Frankfurter Allgemeine Zeitung - Rezension
Frankfurter Allgemeine Zeitung | Besprechung von 12.08.2013

Da schien die Macht von Raum und Zeit gebrochen

Erhellender Rückblick auf eine Medienutopie und ihre technische Basis: Christian Holtorf schildert die Verlegung des ersten transatlantischen Telegrafenkabels.
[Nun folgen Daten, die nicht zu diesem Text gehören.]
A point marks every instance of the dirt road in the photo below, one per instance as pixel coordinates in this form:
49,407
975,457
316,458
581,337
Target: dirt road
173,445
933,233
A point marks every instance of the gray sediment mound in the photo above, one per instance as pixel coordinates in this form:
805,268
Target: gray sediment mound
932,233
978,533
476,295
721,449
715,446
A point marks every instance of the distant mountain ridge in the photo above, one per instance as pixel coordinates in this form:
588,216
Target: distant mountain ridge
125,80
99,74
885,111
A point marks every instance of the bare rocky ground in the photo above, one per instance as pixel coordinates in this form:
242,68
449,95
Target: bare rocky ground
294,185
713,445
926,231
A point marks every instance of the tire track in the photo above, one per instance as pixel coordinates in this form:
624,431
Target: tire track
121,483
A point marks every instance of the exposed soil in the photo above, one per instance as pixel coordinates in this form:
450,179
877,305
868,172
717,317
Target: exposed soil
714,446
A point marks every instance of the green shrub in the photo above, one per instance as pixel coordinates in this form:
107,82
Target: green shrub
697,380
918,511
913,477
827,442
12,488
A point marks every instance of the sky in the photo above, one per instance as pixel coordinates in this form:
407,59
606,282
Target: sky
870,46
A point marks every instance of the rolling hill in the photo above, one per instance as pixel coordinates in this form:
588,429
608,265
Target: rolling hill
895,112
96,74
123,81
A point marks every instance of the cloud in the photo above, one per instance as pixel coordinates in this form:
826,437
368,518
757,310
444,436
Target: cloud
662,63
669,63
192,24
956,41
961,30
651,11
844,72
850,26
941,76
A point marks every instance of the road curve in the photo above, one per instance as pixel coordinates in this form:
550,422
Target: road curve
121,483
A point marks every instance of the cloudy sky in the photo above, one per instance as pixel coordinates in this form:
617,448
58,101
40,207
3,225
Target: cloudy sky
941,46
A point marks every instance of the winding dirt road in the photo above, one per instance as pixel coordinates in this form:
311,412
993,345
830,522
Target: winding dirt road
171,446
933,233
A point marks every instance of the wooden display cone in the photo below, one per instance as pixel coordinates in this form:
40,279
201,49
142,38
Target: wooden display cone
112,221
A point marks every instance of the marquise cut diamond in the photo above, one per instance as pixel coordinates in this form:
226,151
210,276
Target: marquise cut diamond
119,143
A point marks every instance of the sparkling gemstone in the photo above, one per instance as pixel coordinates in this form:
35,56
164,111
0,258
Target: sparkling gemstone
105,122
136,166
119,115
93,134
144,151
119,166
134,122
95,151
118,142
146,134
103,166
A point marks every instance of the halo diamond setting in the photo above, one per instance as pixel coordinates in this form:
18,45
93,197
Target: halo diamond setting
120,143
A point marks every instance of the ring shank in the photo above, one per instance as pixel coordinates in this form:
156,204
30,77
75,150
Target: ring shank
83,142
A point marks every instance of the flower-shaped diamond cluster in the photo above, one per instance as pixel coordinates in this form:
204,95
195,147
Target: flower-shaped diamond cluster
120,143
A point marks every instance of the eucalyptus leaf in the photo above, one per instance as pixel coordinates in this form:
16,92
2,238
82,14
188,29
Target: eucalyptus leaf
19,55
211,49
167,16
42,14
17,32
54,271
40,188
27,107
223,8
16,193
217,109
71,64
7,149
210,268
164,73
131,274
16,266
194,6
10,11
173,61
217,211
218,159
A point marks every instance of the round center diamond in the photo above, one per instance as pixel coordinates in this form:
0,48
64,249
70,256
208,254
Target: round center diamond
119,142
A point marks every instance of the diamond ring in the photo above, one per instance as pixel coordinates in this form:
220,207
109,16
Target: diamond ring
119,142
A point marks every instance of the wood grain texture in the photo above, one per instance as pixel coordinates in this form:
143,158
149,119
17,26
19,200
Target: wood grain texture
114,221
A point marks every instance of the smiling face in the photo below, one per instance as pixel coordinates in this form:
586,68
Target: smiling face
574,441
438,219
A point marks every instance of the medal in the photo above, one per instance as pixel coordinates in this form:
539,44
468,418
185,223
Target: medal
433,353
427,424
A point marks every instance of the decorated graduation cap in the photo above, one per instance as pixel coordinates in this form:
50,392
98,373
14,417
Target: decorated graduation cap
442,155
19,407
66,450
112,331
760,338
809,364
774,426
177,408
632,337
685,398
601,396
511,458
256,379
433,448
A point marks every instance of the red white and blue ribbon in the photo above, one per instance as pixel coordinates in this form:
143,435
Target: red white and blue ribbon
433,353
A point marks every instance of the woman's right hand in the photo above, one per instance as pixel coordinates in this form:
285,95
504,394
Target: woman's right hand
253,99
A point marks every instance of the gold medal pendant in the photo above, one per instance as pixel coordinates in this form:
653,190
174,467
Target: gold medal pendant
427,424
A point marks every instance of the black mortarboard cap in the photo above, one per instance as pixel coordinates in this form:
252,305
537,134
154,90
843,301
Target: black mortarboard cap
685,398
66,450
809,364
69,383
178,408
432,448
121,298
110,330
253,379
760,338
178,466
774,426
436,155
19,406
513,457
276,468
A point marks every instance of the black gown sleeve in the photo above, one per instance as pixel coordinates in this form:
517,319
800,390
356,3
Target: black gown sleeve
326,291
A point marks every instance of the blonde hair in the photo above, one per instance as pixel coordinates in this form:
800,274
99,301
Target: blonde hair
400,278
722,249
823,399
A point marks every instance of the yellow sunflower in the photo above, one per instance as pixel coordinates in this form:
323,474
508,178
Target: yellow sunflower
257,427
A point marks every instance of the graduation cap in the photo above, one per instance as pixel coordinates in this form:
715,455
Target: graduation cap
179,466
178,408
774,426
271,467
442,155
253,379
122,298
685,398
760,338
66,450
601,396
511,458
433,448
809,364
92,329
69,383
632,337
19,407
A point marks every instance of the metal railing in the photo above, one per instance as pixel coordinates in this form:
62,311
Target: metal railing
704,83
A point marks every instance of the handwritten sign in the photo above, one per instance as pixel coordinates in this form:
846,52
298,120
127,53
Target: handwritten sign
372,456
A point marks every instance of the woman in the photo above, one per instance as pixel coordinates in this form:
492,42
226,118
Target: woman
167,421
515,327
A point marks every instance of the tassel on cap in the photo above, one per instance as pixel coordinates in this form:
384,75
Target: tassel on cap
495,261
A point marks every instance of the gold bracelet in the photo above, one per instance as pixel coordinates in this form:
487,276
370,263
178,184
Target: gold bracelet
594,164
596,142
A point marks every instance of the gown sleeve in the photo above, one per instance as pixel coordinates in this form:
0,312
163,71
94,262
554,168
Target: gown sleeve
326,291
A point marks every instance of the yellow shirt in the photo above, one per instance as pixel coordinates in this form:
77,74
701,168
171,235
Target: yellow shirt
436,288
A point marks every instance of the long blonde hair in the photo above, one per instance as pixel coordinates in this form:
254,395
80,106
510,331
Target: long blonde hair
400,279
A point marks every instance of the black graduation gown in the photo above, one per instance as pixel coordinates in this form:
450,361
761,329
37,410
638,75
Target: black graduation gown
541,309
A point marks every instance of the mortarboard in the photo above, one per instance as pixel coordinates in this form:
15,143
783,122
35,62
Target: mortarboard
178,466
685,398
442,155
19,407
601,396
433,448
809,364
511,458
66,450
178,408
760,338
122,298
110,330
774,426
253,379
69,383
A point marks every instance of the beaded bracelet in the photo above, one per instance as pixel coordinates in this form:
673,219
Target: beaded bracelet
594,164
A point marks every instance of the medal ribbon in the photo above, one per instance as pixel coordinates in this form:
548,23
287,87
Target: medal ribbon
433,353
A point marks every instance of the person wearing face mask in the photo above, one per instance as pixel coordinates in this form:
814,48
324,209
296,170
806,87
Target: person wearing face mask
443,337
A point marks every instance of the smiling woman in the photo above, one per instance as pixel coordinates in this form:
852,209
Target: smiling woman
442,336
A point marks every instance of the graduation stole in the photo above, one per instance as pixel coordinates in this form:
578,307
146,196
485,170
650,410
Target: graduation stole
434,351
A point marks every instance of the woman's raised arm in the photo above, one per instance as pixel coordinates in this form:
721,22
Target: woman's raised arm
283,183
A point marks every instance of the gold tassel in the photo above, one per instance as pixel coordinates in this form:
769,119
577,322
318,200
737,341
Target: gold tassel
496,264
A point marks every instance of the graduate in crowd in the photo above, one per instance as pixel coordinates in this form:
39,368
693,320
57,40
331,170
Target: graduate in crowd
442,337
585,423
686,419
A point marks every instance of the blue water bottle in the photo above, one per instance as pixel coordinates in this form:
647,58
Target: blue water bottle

Die Telegrafie ist eine aussterbende Technologie. Als praktisches Kommunikationsmittel dürfte sie den meisten heute nur noch aus Historienfilmen und Technologiemuseen bekannt sein. Vielerorts (zuletzt vor einigen Wochen in Indien) sind die Telegrafenämter geschlossen worden, anderswo führen sie ein Nischendasein für besondere, bisweilen skurrile Zwecke. Doch je weniger Telegramme versendet werden, so scheint es, desto mehr Bücher werden über die Telegrafie geschrieben - wofür es neben bloßer Faszination für alte Technologien auch gewichtige wissenschaftliche Gründe gibt: Die Daten einer in London abgeschickten und in New York abgerufenen E-Mail werden noch heute meist durch Unterwasserkabel im Atlantischen Ozean geleitet, und die technische Basis für das Kabelnetz, das dieses Wunder möglich macht, wurde vor über hundertfünfzig Jahren mit der Telegrafie geschaffen.

Das Telegrafennetz war zudem die erste stabile Lösung für ein grundlegendes Problem, an dem letztlich alle Telekommunikationstechnologien ansetzen: das Kommunikationstempo vom Personen- und Güterverkehr abzulösen, so dass Informationen verlässlich schneller reisen können als Menschen oder Dinge. Diese Pionierrolle als Verkabelungs-, Beschleunigungs- und Globalisierungsprojekt, die Tom Standage zu der schönen Retrospektivmetapher vom "viktorianischen Internet" beflügelte, macht die Telegrafie zu einem zentralen Thema der heutigen Medien- und Globalisierungsforschung.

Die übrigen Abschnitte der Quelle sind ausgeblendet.